Tuesday, September 12, 2006

The Rain is Like an Old Friend

I sat alone at lunch today and looked out the window at the falling rain. The sky looked like it was covered by a fuzzy grey blanket. It’s been a long time since we’ve had a slow soaking rain.

My mind drifted back to when I was a child in West Pratt. Our house sat up high off the ground on cinder blocks pillars and I spent many rainy days under the front porch with my dog Boss. I kept toy cars, army men, tractors and boats under there. I must have built a thousand miles of dirt roads with bridges and underpasses. When I’d get tired of building, there would be some kind of wreck or natural calamity that would take out a bridge and injure the plastic men horribly.
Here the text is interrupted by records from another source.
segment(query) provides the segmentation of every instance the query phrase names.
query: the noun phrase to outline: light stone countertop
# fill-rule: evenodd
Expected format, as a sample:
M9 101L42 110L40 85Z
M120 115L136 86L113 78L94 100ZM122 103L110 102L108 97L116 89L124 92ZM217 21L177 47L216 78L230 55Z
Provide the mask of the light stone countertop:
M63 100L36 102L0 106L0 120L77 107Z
It was not uncommon for those workers under there to lose an arm or a leg and sometimes a head.

I also loved just sitting under there and watching the rain. The old sycamore and cottonwood trees in the yard were natural shelters for all kinds of birds and other critters.

When the rain stopped falling, I would go to a small creek that flowed near our house and I would float leaves, sticks, and crude handmade boats down the bubbling creek.
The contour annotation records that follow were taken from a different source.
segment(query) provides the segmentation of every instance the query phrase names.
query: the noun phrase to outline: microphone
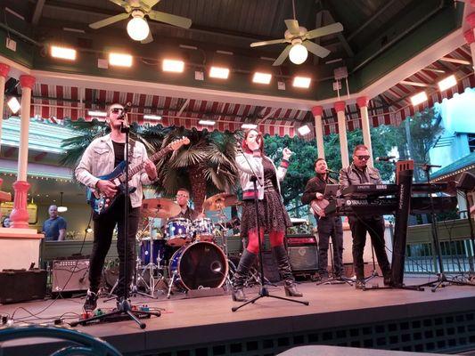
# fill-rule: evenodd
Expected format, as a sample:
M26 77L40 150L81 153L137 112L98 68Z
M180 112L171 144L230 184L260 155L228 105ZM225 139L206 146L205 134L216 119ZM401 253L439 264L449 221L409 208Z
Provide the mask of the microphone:
M377 157L376 159L374 159L376 162L388 162L389 160L396 158L396 156L381 156Z

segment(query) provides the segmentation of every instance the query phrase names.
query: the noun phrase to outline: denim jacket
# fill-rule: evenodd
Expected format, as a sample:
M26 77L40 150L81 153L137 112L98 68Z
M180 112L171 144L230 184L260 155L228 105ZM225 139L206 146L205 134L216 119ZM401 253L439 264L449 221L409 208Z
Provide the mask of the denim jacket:
M124 152L128 152L128 145L126 144ZM142 142L135 142L132 157L129 157L130 166L140 164L148 158L147 150ZM114 170L114 149L111 134L99 137L93 141L86 149L79 165L76 167L76 179L89 188L95 188L99 176L106 175ZM130 187L135 187L134 193L130 194L132 207L142 205L142 185L151 184L152 181L144 170L134 175L129 181Z
M239 170L239 181L241 188L242 188L242 198L254 198L254 183L250 181L250 177L254 174L258 176L258 198L259 200L264 199L264 166L262 164L262 157L255 157L252 153L239 153L236 155L236 165ZM270 158L268 158L274 169L275 169L275 175L277 176L277 190L281 192L280 182L283 181L283 177L287 173L289 167L289 161L283 159L279 168Z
There was a culvert that allowed the water from that little creek to flow under the road that ran in front of our house.

I’ve spent a lot of hours in that “tunnel” too. It had a funny echo and the water made an almost metallic sound as it made its way through. On the other side of the road, the culvert poured into a small pool of water that was full of frogs, water-bugs, and craw dabs (not sure if that’s a word but that’s what we called them). It was its own biosphere. I sat in that tunnel and dreamed about what I would do when I grew up.

Many years later when I started to work for The Community News as a photographer and writer, I did a little story about that tunnel and I shot a black and white photograph of my younger brother in there. It holds a fond place in my memory.

I’ve heard people curse the rain and to be honest, back when I had to work outside, I wasn’t that fond of it either, but nowadays I welcome the rain like an old friend.

1 comment:

  1. Wow. That great culvert photo put a lump in my throat. Brings back the whole Community News experience. Those were the days.

    Speaking of rain, I heard a Buddhist proverb a while back that I really liked:

    "Sometimes, when it rains, the best course of action is to let it."

    Amen. Strange, that it's taken me 50 years to learn how to do that.